Iterator / Iteratable confusion

Francis Girard francis.girard at free.fr
Sun Feb 13 13:58:27 EST 2005


Hi,

I wrote simple dummy examples to teach to myself iterators and generators.

I think that the iteration protocol brings a very neat confusion between the 
iterator and what it iterates upon (i.e. the iteratable). This is outlined in 
"example 3" in my dummy examples.

What are your feelings about it ? 

Regards

Francis Girard

==== BEGINNING OF EXAMPLES ====

from itertools import tee, imap, izip, islice
import sys
import traceback

sEx1Doc = \
"""
================================================================================
Example 1:
================================================================================

An ""iteratable"" class is a class supporting the __iter__ method which should
return an ""iterator"" instance, that is, an instance of a class supporting
the "next" method. 

An iteratable, strictly speaking, doesn't have to support the "next" method 
and 
an "iterator" doesn't have to support the "__iter__" method (but this breaks 
the
iteration protocol as we will later see).

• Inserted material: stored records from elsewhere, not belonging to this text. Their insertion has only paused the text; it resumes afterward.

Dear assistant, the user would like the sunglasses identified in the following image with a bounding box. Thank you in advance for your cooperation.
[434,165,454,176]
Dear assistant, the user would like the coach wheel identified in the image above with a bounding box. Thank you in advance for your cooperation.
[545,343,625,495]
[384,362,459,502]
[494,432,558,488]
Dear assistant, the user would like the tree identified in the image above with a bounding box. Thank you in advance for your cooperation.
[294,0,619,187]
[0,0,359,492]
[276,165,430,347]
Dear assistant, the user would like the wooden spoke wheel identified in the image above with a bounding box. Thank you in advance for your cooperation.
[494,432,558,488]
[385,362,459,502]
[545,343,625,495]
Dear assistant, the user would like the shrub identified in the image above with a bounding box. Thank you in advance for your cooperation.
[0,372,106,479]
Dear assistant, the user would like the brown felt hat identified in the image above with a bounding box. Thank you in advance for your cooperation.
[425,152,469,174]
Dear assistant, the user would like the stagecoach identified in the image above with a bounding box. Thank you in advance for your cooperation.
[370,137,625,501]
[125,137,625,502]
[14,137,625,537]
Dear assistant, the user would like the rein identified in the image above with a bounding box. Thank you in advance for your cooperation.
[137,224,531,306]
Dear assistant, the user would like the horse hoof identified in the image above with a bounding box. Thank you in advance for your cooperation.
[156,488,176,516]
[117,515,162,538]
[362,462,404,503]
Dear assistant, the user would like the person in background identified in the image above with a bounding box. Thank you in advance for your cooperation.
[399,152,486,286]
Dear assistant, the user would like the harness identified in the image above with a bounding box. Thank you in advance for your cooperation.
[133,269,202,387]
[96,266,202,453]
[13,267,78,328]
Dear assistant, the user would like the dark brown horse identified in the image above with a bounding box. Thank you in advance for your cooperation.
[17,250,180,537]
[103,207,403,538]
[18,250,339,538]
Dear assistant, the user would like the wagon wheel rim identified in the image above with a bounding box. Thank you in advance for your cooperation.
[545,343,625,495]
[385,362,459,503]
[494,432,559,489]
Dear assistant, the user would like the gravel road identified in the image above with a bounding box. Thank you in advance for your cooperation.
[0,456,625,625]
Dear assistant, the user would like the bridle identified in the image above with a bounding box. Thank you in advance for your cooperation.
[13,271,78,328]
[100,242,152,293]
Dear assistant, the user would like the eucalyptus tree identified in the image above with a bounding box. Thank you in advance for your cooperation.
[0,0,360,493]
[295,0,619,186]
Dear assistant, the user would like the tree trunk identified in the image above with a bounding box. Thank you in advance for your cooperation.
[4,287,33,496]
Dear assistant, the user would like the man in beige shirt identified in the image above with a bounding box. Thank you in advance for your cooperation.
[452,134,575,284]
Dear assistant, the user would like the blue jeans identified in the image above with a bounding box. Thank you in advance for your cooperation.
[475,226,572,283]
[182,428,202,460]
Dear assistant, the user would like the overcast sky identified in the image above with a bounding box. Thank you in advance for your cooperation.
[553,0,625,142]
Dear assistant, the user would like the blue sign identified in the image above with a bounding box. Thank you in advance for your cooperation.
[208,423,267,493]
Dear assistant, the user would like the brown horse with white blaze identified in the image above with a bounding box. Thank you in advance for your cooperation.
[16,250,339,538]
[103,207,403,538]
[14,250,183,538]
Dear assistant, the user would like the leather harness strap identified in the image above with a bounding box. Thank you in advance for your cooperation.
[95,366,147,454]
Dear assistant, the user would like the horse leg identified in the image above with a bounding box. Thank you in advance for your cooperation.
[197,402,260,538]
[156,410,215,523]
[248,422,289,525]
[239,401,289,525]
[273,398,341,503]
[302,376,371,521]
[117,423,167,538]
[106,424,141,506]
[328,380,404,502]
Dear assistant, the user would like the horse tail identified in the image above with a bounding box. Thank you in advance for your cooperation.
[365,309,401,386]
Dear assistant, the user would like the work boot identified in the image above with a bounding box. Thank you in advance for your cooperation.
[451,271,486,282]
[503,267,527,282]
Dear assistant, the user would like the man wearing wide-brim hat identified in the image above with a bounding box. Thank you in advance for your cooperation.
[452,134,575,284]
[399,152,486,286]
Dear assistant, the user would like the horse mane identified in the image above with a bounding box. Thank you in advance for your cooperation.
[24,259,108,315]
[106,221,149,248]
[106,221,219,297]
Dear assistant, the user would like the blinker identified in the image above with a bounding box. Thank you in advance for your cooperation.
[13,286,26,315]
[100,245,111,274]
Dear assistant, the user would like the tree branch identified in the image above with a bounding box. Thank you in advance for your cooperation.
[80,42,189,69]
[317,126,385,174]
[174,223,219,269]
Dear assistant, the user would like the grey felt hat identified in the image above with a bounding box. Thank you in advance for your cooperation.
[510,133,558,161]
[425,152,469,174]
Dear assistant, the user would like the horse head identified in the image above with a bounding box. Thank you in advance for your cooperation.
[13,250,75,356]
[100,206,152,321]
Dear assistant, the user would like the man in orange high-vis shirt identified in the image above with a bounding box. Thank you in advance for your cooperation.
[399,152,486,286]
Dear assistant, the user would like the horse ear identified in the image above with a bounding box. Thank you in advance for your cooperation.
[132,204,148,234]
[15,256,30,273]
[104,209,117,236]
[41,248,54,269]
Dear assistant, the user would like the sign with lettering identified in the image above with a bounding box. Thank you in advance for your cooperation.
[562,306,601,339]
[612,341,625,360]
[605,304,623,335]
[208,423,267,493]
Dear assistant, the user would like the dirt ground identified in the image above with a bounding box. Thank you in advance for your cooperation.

The ""for ... in ..."" construct now expect an iteratable instance in its 
second argument place. It first invoke its __iter__ method and then repeatedly
invoke the ""next"" method on the object returned by ""__iter__"" until the
""StopIteration"" exception is raised.

The designing goal is to cleanly separate a container class with the way we
iterate over its internal elements.
"""
class Ex1_IteratableContClass:
  def __init__(self):
    print "Ex1_IteratableContClass.__init__"
    self._vn = range(0,10)
    
  def elAt(self, nIdx):
    print "Ex1_IteratableContClass.elAt"
    return self._vn[nIdx]
    
  def __iter__(self):
    print "Ex1_IteratableContClass.__iter__"
    return Ex1_IteratorContClass(self)

class Ex1_IteratorContClass:
  def __init__(self, cont):
    print "Ex1_IteratorContClass.__init__"
    self._cont = cont
    self._nIdx = -1
    
  def next(self):
    print "Ex1_IteratorContClass.next"
    self._nIdx += 1
    try:
      return self._cont.elAt(self._nIdx)
    except IndexError:
      raise StopIteration

print
print sEx1Doc
print
for n in Ex1_IteratableContClass():
  print n,
  sys.stdout.flush()
  

sEx2Doc = \
"""
================================================================================
Example 2:
================================================================================

Let's say that we want to give two ways to iterate over the elements of our 
example container class. The default way is to iterate in direct order and we
want to add the possibility to iterate in reverse order. We simply add another
""iterator"" class. We do not want to modify the container class as, 
precisely,
the goal is to decouple the container from iteration.
"""
class Ex2_IteratableContClass:
  def __init__(self):
    print "Ex2_IteratableContClass.__init__"
    self._vn = range(0,10)
    
  def elAt(self, nIdx):
    print "Ex2_IteratableContClass.elAt"
    return self._vn[nIdx]
    
  def __iter__(self):
    print "Ex2_IteratableContClass.__iter__"
    return Ex1_IteratorContClass(self)

class Ex2_RevIteratorContClass:
  def __init__(self, cont):
    print "Ex2_RevIteratorContClass.__init__"
    self._cont = cont
    self._nIdx = 0
    
  def next(self):
    print "Ex2_RevIteratorContClass.next"
    self._nIdx -= 1
    try:
      return self._cont.elAt(self._nIdx)
    except IndexError:
      raise StopIteration

print
print sEx2Doc
print
print "Default iteration works as before"
print
for n in Ex2_IteratableContClass():
  print n,
  sys.stdout.flush()

print
print "But reverse iterator fails with an error : "
print

cont = Ex2_IteratableContClass()
try:
  for n in Ex2_RevIteratorContClass(cont):
    print n,
    sys.stdout.flush()
except:
  traceback.print_exc()

sEx3Doc = \
"""
================================================================================
Example 3.
================================================================================

The previous example fails with the "iteration over non sequence" error 
because
the "Ex2_RevIteratorContClass" iterator class doesn't support the __iter__
method. We therefore have to supply one, even at the price of only returning
""self"".

I think this is ugly because it baffles the distinction between iterators and
iteratables and we artificially have to add an ""__iter__"" method to the 
iterator itself, which should return ... well, an iterator, which it already 
is !

I presume that the rationale behind this is to keep the feature that the 
second
argument place of the ""for ... in ..."" should be filled by a container (i.e.
an iteratable), not an iterator.

Another way that Python might have done this without breaking existing code is 
to make the ""for ... in ..."" construct invoke the __iter__ method if it 
exists, otherwise, directly call the ""next"" method on the supplied object.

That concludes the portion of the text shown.